Much has been said and written since 2012 regarding the question of wetland compensations:
In March 2012, in the first instance of the case, whereby the cranberry producer, Atocas de l’érable inc., requested that the MDDEFP be compelled to grant a certificate of authorization for the enlargement of a cranberry farm, the Superior Court of Quebec quashed the entire directive no. 06-01 used by the MDDEFP. In particular, the Superior Court deemed that the requirement of compensation measures under this directive constitutes a violation of property rights that had no legal basis since it was not provided under the EQA. This decision was appealed by the MDDEFP.
In response to this ruling, the Act respecting compensation measures for the carrying out of projects affecting wetlands or bodies of water3(the “2012 Act“) was adopted in May 2012 to specifically grant the MDDEFP the power to require from the person applying for an authorization pursuant to sections 22 or 32 of the EQA measures to compensate for the effects of any project affecting wetlands or bodies of water. However, in accordance with this Act, this power shall cease to have effect in 2015, or earlier, if new rules are adopted.
Finally, in July 2012, the MDDEFP published a new guide entitled “Les milieux humides et l’autorisation environnementale” (Wetlands and environmental authorization) proposing a transitional approach to ensure the consideration of ecological and water features of wetlands in the analysis of projects submitted to the MDDEFP and this, pending legislation providing specific rules regarding the preservation and sustainable management of wetlands.
The Court of Appeal’s Decision
The Court of Appeal rendered a divided decision made in the context where the issue of the “compensate“ component of the directive was no longer contested because the 2012 Act now provides the MDDEFP the authority to require compensation measures without indemnity. Thus, the majority ruled only on the validity of the “avoid” and “minimize” components of this directive and not the requirement, through a directive, that a promoter must offset impacts on wetlands, by assigning a portion of its property, for example.
In its judgment, the Court of Appeal reiterates the rules surrounding the use of a directive in the context of the exercise of the MDDEFP’s discretion to issue a certificate of authorization.
Justice Bouchard, writing for the majority, first restates that a directive shall not be binding, as otherwise there would not be a true exercise of discretion by the MDDEFP.

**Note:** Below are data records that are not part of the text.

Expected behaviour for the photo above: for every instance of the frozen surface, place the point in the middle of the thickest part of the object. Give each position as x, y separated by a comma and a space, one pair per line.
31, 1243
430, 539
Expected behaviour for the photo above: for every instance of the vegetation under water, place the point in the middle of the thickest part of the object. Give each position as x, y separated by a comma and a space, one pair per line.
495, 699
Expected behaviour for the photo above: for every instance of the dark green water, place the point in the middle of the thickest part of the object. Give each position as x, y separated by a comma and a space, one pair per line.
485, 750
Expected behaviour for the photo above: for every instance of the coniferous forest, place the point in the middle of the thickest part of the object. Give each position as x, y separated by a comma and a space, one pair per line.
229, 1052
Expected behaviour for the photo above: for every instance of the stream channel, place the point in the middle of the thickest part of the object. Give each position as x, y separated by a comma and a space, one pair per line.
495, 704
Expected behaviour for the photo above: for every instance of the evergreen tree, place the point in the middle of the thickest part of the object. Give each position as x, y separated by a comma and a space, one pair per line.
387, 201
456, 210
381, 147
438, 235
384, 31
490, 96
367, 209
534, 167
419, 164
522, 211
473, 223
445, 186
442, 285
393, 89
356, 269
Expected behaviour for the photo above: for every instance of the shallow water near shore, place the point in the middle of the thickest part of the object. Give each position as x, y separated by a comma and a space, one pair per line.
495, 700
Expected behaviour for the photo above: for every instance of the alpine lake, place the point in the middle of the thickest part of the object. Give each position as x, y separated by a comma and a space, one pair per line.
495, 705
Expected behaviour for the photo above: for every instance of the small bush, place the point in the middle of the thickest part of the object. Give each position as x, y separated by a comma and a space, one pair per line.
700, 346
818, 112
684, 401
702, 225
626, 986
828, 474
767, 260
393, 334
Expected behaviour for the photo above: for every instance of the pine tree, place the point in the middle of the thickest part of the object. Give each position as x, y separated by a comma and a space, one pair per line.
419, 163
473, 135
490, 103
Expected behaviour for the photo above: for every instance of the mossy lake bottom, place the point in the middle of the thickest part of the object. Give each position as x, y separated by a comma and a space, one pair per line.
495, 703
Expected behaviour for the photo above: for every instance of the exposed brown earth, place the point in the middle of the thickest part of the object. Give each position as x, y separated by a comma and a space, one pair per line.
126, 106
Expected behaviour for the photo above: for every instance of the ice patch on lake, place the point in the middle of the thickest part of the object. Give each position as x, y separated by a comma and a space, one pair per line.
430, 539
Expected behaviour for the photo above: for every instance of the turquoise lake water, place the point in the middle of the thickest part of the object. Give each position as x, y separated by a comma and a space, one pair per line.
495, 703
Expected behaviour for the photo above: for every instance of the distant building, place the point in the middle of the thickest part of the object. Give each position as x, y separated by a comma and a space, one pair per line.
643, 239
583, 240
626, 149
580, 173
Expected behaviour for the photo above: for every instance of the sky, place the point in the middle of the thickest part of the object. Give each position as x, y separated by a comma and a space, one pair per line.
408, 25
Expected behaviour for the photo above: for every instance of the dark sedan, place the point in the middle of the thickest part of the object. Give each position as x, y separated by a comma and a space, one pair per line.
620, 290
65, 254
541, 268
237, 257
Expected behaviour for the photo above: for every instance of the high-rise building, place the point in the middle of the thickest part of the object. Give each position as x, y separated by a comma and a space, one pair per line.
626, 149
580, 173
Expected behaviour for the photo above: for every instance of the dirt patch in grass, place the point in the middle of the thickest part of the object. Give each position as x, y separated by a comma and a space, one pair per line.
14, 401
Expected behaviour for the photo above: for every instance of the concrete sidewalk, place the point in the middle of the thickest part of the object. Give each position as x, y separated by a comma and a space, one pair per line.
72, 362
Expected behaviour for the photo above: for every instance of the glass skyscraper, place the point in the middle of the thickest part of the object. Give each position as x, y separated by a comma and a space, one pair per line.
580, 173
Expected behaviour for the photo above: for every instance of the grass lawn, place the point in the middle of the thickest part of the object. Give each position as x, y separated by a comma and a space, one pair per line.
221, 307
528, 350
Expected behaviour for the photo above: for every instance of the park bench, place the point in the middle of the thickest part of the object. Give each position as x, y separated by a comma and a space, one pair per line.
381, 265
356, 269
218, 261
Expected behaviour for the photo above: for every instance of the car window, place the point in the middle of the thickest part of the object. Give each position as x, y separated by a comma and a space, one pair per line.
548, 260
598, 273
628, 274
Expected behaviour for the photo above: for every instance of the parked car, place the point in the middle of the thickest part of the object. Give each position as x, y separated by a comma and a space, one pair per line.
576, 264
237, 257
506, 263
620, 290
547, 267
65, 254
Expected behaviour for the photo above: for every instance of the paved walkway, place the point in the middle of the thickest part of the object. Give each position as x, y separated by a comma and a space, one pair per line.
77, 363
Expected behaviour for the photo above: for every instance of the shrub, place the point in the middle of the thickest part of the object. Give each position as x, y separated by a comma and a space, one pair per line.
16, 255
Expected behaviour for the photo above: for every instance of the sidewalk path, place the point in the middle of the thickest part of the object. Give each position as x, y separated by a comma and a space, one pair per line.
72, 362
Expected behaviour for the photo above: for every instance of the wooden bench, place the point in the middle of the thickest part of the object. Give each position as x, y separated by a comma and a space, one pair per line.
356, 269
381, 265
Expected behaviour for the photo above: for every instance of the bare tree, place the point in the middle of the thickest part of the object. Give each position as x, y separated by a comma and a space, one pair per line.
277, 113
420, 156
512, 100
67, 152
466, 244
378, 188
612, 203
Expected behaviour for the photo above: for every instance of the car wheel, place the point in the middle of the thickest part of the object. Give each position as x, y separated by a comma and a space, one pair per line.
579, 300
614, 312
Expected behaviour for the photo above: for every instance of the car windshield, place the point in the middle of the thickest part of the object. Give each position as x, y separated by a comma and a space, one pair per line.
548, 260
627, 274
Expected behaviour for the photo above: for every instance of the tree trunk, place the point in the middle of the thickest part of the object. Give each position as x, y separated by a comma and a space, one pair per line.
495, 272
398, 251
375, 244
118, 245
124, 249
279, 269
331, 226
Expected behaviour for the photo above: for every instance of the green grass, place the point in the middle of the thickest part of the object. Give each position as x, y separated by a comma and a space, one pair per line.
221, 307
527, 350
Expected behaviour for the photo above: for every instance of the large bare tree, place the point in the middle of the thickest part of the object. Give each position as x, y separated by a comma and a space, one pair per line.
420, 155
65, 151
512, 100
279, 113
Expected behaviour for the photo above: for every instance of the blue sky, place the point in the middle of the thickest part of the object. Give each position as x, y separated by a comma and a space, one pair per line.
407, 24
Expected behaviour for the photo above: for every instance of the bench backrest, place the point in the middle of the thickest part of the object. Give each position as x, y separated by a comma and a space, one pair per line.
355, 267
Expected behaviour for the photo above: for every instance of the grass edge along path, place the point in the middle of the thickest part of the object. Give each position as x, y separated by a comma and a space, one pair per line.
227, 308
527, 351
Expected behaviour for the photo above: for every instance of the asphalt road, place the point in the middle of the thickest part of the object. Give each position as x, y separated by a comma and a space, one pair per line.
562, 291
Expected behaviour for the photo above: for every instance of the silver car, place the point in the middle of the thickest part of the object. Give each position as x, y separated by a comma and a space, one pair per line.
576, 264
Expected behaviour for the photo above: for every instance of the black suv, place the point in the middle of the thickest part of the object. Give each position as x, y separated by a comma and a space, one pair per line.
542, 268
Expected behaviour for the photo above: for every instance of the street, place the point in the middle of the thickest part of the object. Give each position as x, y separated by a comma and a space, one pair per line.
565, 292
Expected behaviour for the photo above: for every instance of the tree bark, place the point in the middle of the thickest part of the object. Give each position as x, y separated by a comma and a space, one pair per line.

In the case of directive no. 06-01, the majority deemed it no more than a guide that allows the MDDEFP to analyze, on a case-by-case basis, applications for authorization of projects involving wetlands, all in accordance with the law and regulations, and to make an assessment on their environmental acceptability. Contrary to the Superior Court judge, the majority does not perceive the application of the directive as a discretionary power of the MDDEFP.
The majority of the Court of Appeal also dismissed the application for mandamus from Les Atocas de l’érable to grant a certificate of authorization by the MDDEFP. Their counsel have announced that the case may be brought to the Supreme Court of Canada.
However, in the meantime, an act providing specific rules on the preservation and sustainable management of wetlands could be adopted. Although the outcome of this case will not be known for months or even years, the 2012 Act still empowers the MDDEFP to require compensation measures from promoters for impacts on wetlands. Similarly, the decision of the Court of Appeal reinforces the importance of the sequential obligations to “avoid“ and “minimize“, to curtail damage.
Given the rapid changes with the rules regarding the management of project impacts in wetlands, it is important for promoters to stay up to date to fully understand the rules that apply to their project at the moment they request a certificate of authorization. Indeed, the application of such rules can have a significant impact on the schedule and costs of a project.
Québec (Procureur général) c. Atocas de l’érable inc., 2013 QCCA 1794.
Atocas de l’érable inc. c. Québec (Procureur général) (Ministère du Développement durable, de l’Environnement et des Parcs), 2012 QCCS 912; In March 2012, we published a nota bene regarding this decision.
S.Q. 2012, c. 14; In June 2012, we published a nota bene regarding this new Act.